Continued from Part One.
In contrast, consumers of tin (arguably a market much more in balance than oversupplied aluminum) are not facing high spot delivery premiums because mills are keeping the market well-supplied with direct deliveries, said to be at premiums for high-grade tin over the LME cash price of $625 to $650 a ton, and for standard-grade tin at $400 to $450 a ton. This in spite of 87 percent of the LME’s tin sitting in Malaysia’s Johor and delivery delays potentially stretching to 6-8 weeks in Europe, according to Reuters.
Well-supplied nickel is likewise trading at modest premiums with cut and full plate material in Rotterdam at $250-275 per ton and $20-100 a ton respectively, and the LME moved recently to increase the minimum load-out rates for tin and nickel to ensure the market remained well-supplied and these lower volume metals were not locked behind the wall of aluminum clogging up Vlissingen and Rotterdam warehouses.
Indeed, a Reuters article carries some pretty hard-hitting comments by respected analysts such as Robin Bhar at Societe Generale about the activities of major banks and traders in influencing these premiums for physical delivery of prompt metal; commenting mainly on the LME-set limits that operators like Glencore, Trafigura, Noble, Goldman Sachs, JP Morgan and even Barclays are required to meet as to how much of the market for a particular metal they can control.
The LME terms this a market-dominant position and operators are limited to holding no more than 50 percent of stock positions for fear they could manipulate the market price. However, what appears to have been happening is operators are content not to influence the underlying price but rather the premium paid for prompt delivery.
By Glencore’s own admission, even as the 3-month prices have decreased, the firm has made robust profits on the back of strong spot premiums – spot premiums that come from restricting physical supply of metal to the market. Back to Mr. Bhar and his comment: “Increasingly operators are a lot more sophisticated in how they keep on the right side (of market abuse regulations),” he said, suggesting he thinks they are practicing market abuse, but being smart about not being caught for it.

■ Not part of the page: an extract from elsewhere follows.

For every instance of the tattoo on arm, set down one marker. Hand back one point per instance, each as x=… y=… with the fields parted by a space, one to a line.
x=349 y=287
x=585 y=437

So in some markets like the US aluminum market, increased physical premiums are directly feeding through into increased prices for consumers of virtually all downstream semi-finished and finished metals, but in others the effect is more subtle, with immediate consumers of prompt base metals incurring cost increases by way of increased premiums and then having to pass these on down the supply chain to consumers of semi and finished components.
Be assured of one thing though: increased physical premiums profit no one, apart from the trader or bank holding the position; and although base metal prices remained subdued, consumers could still see cost increases from rising physical premiums.